Winters of old

Paul Carr plowing in Putney. Paul Carr photo Ca 1960s.

When I was a boy in the late 1950s, winters were much harder than today. Mountains of snow accumulated around our kitchen door entrance. Snow would slide off our slate roof. Add to that, the path we shoveled to our kitchen door. The snowbank would be 10 feet or more high.

By January, cabin fever began to set in. The world began to close in on us. January was hard on many. Bitter cold, short days, and more snow. It seemed endless.

Unlike today, very few owned four wheel drive vehicles. Mostly working men had four wheel drive rigs. The average Vermonter didn’t own such a vehicle. But we still got around. Sandbags in the trunk improved traction.

February

February could be hard, but days were getting longer. It could be 20 to 35 below zero, for days, with mountains of snow. We hunted rabbits on wooden snowshoes until March 15, when the season closed. We fished through the ice till the end of March. Both activities broke up the monotony, as well as put food on the table.

As we traveled back roads in February rabbit hunting, we noticed signs of the seasons beginning to change. It was a welcome sight when sap buckets appeared in late February. Still, the snow was crotch deep.

In those days most Chester residents knew each other. We were all in this together. Someone in town would say, “Did you hear Don Farrar is hanging sap buckets?” Word spread quickly. “A sure sign of spring,” was the general consensus. We needed to hear this.

March

March was always welcome. The sun was now much higher and days longer. You could see where the rays of the sun penetrated snowbanks. Rays from the sun would reach deep into the snowbanks creating small caverns forming stalactites when dripping melt water froze at night. You knew it wouldn’t be long now.

Buds

Dad and I noticed the buds on the tips of branches were beginning to swell. Another sign the seasons were changing. It was Maxfield Parish who best captured these colors of late winter. His paintings sometimes show purple-pinkish hues in the mountains and treetops.

Walking to school

Regardless of snow or cold we walked to school. Some mornings it was 25 below zero or snowing. Walking from High Street to the old high school was quite brisk. School was seldom cancelled. The Popple Dungeon bus would be the last bus to school if it was snowing heavy. Harold “Rapid” Rowe was the bus driver and school janitor.

Laundry

My mother had an old fashioned wringer washing machine. Ma would roll the wringer washer over to the sink, tut the clothes in, and with a hose connected to the kitchen faucet, add water to the washer tub. After 10 minutes or so, pump the dirty water from the machine into the sink, and refill the tub with fresh water to rinse. Then run the clothes through the wringer, shake a couple times and hang them on the line.

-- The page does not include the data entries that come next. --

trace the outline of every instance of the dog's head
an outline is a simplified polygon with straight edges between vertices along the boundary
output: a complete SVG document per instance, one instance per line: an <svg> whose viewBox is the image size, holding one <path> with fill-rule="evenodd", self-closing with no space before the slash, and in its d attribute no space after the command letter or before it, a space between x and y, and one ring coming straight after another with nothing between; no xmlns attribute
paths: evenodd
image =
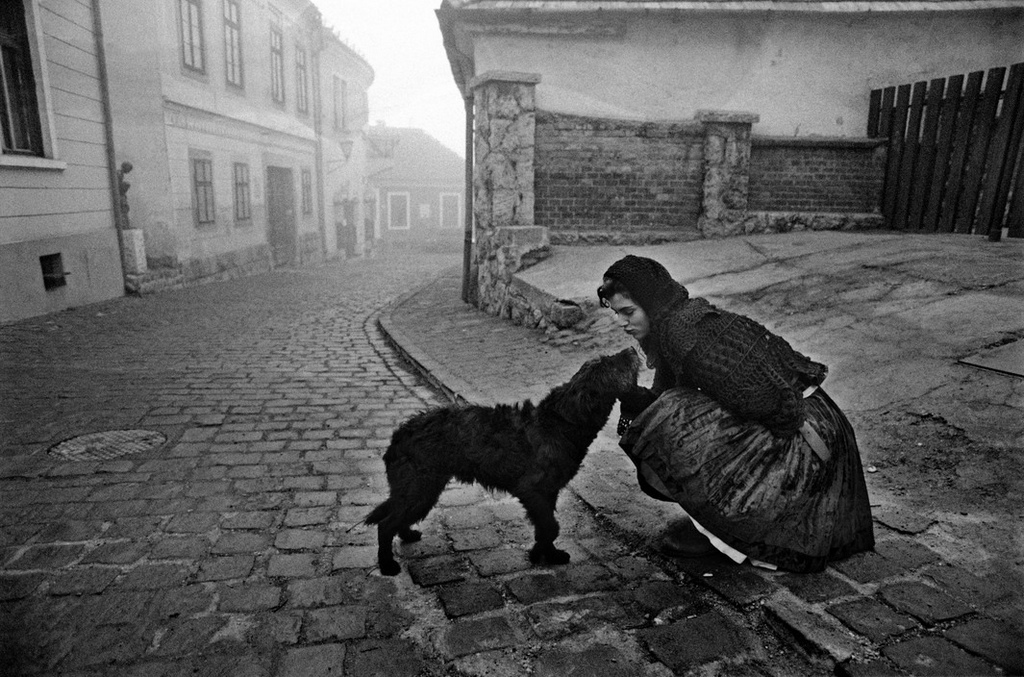
<svg viewBox="0 0 1024 677"><path fill-rule="evenodd" d="M640 373L640 356L634 348L626 348L614 355L601 355L587 360L570 383L576 387L618 397L636 385Z"/></svg>

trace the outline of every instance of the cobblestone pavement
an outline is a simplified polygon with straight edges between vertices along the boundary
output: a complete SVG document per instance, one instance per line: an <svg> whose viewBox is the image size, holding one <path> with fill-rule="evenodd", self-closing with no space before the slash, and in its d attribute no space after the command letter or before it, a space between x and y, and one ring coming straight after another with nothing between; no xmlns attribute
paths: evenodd
<svg viewBox="0 0 1024 677"><path fill-rule="evenodd" d="M459 285L450 271L381 316L386 333L409 346L410 361L451 398L537 398L591 355L628 345L607 314L592 314L589 326L544 333L474 311L458 300ZM612 623L637 641L638 655L646 652L677 674L1024 673L1024 605L1015 579L999 567L976 575L944 559L930 547L929 516L901 504L876 505L876 551L820 574L768 572L721 557L663 559L652 541L678 509L636 491L635 470L616 442L608 426L560 499L559 514L582 502L594 524L617 535L606 541L614 552L597 555L616 576L610 589L624 586L635 599L656 602L641 607L647 613L632 626ZM563 529L560 543L579 538L574 528ZM623 557L638 563L642 585L624 577ZM590 628L565 640L572 662L586 665L604 650L593 634L597 619L615 616L594 608L602 595L573 592L559 593L559 617L563 632Z"/></svg>
<svg viewBox="0 0 1024 677"><path fill-rule="evenodd" d="M405 571L381 577L358 522L385 494L393 428L445 401L434 385L537 398L620 340L600 323L545 335L478 313L458 301L459 258L392 253L0 327L6 673L1019 671L1020 644L1000 634L1007 591L904 532L816 576L659 556L644 534L671 510L637 501L607 429L559 501L571 564L530 567L518 503L458 485L424 540L398 548ZM432 358L453 353L458 369ZM47 453L118 429L168 441L108 460ZM922 583L943 576L960 592Z"/></svg>

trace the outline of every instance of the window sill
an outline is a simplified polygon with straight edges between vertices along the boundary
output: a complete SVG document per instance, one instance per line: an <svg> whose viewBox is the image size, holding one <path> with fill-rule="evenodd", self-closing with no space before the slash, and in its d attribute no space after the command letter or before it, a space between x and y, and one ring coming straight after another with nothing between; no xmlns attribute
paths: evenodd
<svg viewBox="0 0 1024 677"><path fill-rule="evenodd" d="M62 172L68 168L63 160L54 160L33 155L0 155L0 167L19 167L22 169L47 169Z"/></svg>

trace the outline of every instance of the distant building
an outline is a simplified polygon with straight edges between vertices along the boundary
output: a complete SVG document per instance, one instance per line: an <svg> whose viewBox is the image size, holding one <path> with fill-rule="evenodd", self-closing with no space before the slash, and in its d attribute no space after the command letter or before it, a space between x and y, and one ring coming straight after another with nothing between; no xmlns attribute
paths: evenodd
<svg viewBox="0 0 1024 677"><path fill-rule="evenodd" d="M463 237L465 163L421 129L368 131L377 230L387 243L457 243Z"/></svg>
<svg viewBox="0 0 1024 677"><path fill-rule="evenodd" d="M373 71L308 0L101 0L140 284L258 272L345 244ZM339 201L340 199L340 201ZM152 270L154 269L155 270Z"/></svg>
<svg viewBox="0 0 1024 677"><path fill-rule="evenodd" d="M0 322L124 293L89 2L0 2Z"/></svg>

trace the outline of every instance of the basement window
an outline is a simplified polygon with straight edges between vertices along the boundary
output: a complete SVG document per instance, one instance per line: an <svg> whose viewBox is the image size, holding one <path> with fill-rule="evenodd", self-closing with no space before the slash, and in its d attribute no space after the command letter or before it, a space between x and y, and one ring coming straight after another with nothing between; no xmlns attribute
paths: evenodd
<svg viewBox="0 0 1024 677"><path fill-rule="evenodd" d="M67 285L68 274L64 272L64 261L60 254L40 256L39 265L43 269L43 289L51 291Z"/></svg>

In winter our clothes froze on the line. You could literally stand up a pair of dungarees. We brought them in off the line and put them on a clothes rack over a large register. We had a coal furnace that Dad later converted to burn wood. Above the furnace, on the first floor was the large register. This heat helped dry the clothes. But there were mornings when your pants were still damp walking to school.

April

In April, when it warmed up, Dad would get his spade shovel and shovel the high snowbank near our kitchen door, out into the driveway to melt. The snowbank was well compacted. The base was now ice. Dad was not alone. Many Vermonters did this to kiss winter goodbye.

Today

Today winters are much milder and shorter. I still find myself observing the progression of winter as I previously mention. I guess it is deeply instilled in my mind. I probably notice things others wouldn’t see.

The photo with this article is from Paul Carr, as it appeared in the “Winter 1979 Vermont Life magazine. Paul plowed town roads in Putney.

This week’s old saying: “You don’t need an army behind you to be right.”